Colgan acknowledged the challenges of causal inference, as there is no parallel reality in which Paris did not occur. Instead, he proposed an intermediate standard of evidence: If rapid change followed 2015, it could be attributed to the Agreement – alternative factors that could explain changes in corporate behavior, such as technological change, did not happen as rapidly in 2015.
Colgan also contrasted the Paris Agreement with the U.S. Inflation Reduction Act, which has generated more substantial corporate investments through direct incentives. Concluding, Professor Jeff Colgan suggested that while Paris has prompted rhetorical changes, it has not significantly shifted corporate behaviors. The main impact of the Agreement may lie in energizing social movements.
During the Q&A the audience raised a number of questions, including on causality, the role of developing countries in driving policy change, and whether the Paris Agreement may contribute to decarbonization in different ways.
Has the Paris Climate Agreement Changed Corporate Behavior?
Jeff D. Colgan is the Richard Holbrooke Professor in the Department of Political Science and Watson Institute for Public and International Affairs at Brown University. He is also Director of the Climate Solutions Lab at Brown University.

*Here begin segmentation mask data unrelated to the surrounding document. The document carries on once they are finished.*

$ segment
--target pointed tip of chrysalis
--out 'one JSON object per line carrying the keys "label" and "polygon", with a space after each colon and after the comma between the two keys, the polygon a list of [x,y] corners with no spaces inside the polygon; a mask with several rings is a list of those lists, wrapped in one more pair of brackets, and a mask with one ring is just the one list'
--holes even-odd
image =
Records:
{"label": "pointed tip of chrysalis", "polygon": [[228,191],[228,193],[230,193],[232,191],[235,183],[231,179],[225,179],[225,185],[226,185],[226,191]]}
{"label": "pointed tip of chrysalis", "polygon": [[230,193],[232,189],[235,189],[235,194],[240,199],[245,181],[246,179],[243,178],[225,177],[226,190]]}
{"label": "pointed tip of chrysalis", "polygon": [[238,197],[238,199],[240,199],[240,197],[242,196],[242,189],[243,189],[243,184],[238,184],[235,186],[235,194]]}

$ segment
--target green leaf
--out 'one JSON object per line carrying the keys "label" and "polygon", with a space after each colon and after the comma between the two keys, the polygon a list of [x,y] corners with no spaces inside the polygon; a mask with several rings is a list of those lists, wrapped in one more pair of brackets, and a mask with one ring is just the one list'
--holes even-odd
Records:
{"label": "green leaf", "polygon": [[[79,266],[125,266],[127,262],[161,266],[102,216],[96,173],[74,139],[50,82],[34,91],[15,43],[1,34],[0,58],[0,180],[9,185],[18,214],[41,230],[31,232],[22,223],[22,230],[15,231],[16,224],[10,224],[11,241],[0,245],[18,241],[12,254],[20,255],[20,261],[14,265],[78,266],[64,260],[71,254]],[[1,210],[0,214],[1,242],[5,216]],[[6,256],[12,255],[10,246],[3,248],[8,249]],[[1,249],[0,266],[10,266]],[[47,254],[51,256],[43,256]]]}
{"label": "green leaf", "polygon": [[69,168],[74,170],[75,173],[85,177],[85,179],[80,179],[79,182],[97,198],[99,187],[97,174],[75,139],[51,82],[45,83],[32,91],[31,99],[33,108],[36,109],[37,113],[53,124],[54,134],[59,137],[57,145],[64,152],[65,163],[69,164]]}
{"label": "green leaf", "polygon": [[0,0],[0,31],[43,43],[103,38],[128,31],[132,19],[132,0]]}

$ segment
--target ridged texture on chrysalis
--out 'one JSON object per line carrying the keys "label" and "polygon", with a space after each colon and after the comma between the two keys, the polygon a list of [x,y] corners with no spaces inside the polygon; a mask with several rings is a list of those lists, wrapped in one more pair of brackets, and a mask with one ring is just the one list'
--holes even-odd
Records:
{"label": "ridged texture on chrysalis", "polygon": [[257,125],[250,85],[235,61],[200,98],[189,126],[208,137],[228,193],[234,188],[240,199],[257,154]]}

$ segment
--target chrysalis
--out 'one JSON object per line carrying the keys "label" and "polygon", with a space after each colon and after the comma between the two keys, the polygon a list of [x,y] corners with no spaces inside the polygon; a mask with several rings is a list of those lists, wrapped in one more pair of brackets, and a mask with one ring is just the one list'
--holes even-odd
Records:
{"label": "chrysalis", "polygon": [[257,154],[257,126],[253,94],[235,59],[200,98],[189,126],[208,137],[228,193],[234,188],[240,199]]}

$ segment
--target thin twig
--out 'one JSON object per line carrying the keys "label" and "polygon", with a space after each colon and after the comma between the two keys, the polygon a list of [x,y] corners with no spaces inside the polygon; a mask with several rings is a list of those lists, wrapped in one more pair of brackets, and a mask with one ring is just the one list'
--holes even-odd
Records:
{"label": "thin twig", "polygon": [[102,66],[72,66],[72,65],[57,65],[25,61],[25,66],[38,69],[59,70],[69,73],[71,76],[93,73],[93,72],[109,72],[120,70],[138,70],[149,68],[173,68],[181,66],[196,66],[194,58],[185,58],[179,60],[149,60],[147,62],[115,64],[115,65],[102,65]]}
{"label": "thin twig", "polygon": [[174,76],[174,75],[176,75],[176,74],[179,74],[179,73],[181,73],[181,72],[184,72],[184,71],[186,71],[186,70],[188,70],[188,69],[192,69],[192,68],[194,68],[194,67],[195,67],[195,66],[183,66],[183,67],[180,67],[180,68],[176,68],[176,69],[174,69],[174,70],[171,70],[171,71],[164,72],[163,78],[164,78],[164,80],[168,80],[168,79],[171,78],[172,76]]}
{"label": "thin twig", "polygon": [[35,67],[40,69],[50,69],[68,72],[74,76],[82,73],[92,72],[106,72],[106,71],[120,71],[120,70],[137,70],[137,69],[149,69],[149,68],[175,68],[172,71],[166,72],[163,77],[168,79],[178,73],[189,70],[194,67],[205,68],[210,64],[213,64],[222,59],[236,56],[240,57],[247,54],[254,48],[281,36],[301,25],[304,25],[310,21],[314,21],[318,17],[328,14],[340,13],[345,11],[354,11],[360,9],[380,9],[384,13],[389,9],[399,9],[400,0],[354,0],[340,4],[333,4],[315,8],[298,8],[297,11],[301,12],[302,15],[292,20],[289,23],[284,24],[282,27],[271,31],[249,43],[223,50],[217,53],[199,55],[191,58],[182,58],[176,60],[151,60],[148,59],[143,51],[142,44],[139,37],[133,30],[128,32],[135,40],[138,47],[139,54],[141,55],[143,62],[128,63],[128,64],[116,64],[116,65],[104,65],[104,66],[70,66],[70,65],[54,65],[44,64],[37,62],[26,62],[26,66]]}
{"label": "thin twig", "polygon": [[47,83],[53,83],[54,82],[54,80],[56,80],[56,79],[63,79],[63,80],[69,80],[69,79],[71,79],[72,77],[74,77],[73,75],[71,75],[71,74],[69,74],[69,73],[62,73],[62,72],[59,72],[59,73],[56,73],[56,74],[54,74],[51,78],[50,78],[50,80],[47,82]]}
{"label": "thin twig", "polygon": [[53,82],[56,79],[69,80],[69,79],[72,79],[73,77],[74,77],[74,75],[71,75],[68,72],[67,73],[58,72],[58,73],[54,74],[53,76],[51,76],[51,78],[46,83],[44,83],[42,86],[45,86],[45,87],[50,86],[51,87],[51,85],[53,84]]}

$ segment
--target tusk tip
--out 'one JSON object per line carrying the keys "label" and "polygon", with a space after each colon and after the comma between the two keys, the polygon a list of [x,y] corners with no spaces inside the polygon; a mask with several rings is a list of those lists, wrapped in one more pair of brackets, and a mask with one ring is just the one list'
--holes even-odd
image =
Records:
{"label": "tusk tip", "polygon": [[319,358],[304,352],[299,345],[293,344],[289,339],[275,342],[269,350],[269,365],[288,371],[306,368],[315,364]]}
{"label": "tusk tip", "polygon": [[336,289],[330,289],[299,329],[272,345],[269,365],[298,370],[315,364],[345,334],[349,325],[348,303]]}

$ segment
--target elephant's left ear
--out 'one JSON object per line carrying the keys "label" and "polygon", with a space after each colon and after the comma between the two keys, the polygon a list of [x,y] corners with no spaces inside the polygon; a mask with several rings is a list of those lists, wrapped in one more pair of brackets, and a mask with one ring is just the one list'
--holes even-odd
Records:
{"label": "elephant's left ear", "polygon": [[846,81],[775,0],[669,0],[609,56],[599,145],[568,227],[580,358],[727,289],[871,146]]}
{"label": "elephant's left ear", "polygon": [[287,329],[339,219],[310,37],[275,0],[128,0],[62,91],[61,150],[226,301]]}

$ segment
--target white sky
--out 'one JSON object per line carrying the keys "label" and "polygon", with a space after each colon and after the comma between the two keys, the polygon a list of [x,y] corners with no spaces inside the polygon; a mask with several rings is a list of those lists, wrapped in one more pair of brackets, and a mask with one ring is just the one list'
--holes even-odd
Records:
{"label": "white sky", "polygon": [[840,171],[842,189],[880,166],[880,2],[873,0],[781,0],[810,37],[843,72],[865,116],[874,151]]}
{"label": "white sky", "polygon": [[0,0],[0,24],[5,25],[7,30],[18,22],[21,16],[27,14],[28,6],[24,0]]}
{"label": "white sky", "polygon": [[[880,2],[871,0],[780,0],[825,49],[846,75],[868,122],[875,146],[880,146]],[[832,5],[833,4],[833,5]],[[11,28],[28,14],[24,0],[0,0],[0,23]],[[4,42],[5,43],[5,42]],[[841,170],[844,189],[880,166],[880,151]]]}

His research focuses on international order and security, especially as related to energy and the environment.
His triple award-winning book, Partial Hegemony: Oil Politics and International Order, draws lessons from oil history about how states and other actors create and maintain international governance arrangements (Oxford University Press, 2021). The book then applies those lessons to other problems like climate change, peacekeeping, finance, and nuclear politics. The book won the APSA Jervis-Schroeder Best Book Award in International History and Politics, the Best Book Award (co-winner) from the APSA International Collaboration section, and the Best Book (Energy Policy--Non-Fiction) award from the American Energy Society.
His previous book, Petro-Aggression: When Oil Causes War, was published in 2013 by Cambridge University Press. Colgan has published work in International Organization, Foreign Affairs, World Politics, International Security and elsewhere. He also occasionally blogs at the Monkey Cage and Foreign Affairs.
Colgan previously taught at the School of International Service of American University (2010-2014), and was a Fellow at the Woodrow Wilson International Center for Scholars in Washington DC, in 2012-13. He completed his PhD at Princeton University, and was a Canada-US Fulbright Scholar at UC Berkeley, where he earned a Master's in Public Policy. Colgan has worked with the World Bank, McKinsey & Company, and The Brattle Group.